Our opinion on the current state of WOOLIES(WHL)Woolworths (WHL) has been navigating a challenging few years, primarily due to the ill-fated acquisition of David Jones in Australia for AU$2.1 billion in 2014. This acquisition has resulted in significant write-downs totaling R12 billion, putting immense pressure on the group's financials. The purchase has been widely viewed as a strategic misstep by Ian Moir, the former CEO. Fortunately, Woolworths' food division has remained resilient, contributing positively to the group's overall performance.
In January 2020, Woolworths brought in Roy Bagattini from Levi Strauss to replace Moir as Group CEO. Under Bagattini's leadership, the company has focused on cash generation, working capital management, and reducing debt levels.
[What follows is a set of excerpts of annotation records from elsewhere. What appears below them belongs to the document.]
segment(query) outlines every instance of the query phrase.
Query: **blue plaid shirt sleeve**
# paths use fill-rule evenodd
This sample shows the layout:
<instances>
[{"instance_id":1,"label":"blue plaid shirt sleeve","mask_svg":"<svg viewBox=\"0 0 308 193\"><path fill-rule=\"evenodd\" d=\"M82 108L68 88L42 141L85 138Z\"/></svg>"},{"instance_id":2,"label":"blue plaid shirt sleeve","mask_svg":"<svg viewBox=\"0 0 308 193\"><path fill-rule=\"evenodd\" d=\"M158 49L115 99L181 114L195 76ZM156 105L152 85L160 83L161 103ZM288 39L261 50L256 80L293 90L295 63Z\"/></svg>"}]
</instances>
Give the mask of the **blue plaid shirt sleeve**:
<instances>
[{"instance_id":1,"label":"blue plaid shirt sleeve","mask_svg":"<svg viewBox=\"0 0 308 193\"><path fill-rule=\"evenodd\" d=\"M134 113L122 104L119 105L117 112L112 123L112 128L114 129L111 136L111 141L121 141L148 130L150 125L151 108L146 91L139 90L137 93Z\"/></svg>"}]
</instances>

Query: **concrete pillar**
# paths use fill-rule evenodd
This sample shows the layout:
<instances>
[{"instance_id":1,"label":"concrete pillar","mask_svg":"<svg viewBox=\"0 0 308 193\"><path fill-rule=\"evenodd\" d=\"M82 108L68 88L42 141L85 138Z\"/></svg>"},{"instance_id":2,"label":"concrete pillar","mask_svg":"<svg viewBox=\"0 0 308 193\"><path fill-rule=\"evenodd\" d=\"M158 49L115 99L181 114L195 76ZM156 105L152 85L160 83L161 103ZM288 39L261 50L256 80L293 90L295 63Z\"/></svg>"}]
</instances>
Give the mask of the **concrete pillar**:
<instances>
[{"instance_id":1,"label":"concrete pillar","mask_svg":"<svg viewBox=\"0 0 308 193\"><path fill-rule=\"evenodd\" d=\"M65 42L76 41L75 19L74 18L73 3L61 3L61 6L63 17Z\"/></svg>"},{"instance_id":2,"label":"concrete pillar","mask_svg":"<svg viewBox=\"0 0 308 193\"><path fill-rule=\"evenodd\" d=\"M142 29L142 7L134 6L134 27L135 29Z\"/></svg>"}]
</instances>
This strategy has helped improve its cash conversion ratio to nearly 95%, with a solid return on capital employed at 18.7%, significantly above its cost of capital.
For the fiscal year ending June 30, 2024, Woolworths reported a modest turnover increase of 4% from continuing operations, but headline earnings per share (HEPS) fell by 16.8%. The group's net debt stands at R5.6 billion, with a debt-to-EBITDA ratio of 1.45x, which is within its target range. The Australian segment, despite its historical challenges, is now in a net cash position of A$39 million.
In a trading update for the 18 weeks to November 3, 2024, the company reported encouraging growth, especially in its food segment, which saw turnover increase by 12.1%. The Fashion, Beauty, and Home (FBH) division showed signs of recovery, with turnover up by 3.5%. These results suggest a gradual improvement in Woolworths' core business areas, especially as consumer confidence improves.
Technical Analysis and Outlook:
We previously advised waiting for Woolworths' share to break through its long-term downward trendline before considering it for investment. This breakout occurred on September 19, 2024, at a price of 6654c. Since then, the share price has moved slightly higher to 6768c, indicating the potential beginning of a new upward trend. With a current P/E ratio of around 18.58, the share looks fairly valued given its recent performance improvements.
Conclusion:
While Woolworths still faces challenges, particularly with its Australian operations, the focus on cash flow, reduced debt, and strong performance in the food division are positive signs. The share now appears to be entering a new upward trend, making it a potential consideration for investors seeking exposure to a well-managed retail stock with improving fundamentals. However, given the company's past missteps, cautious optimism is advised.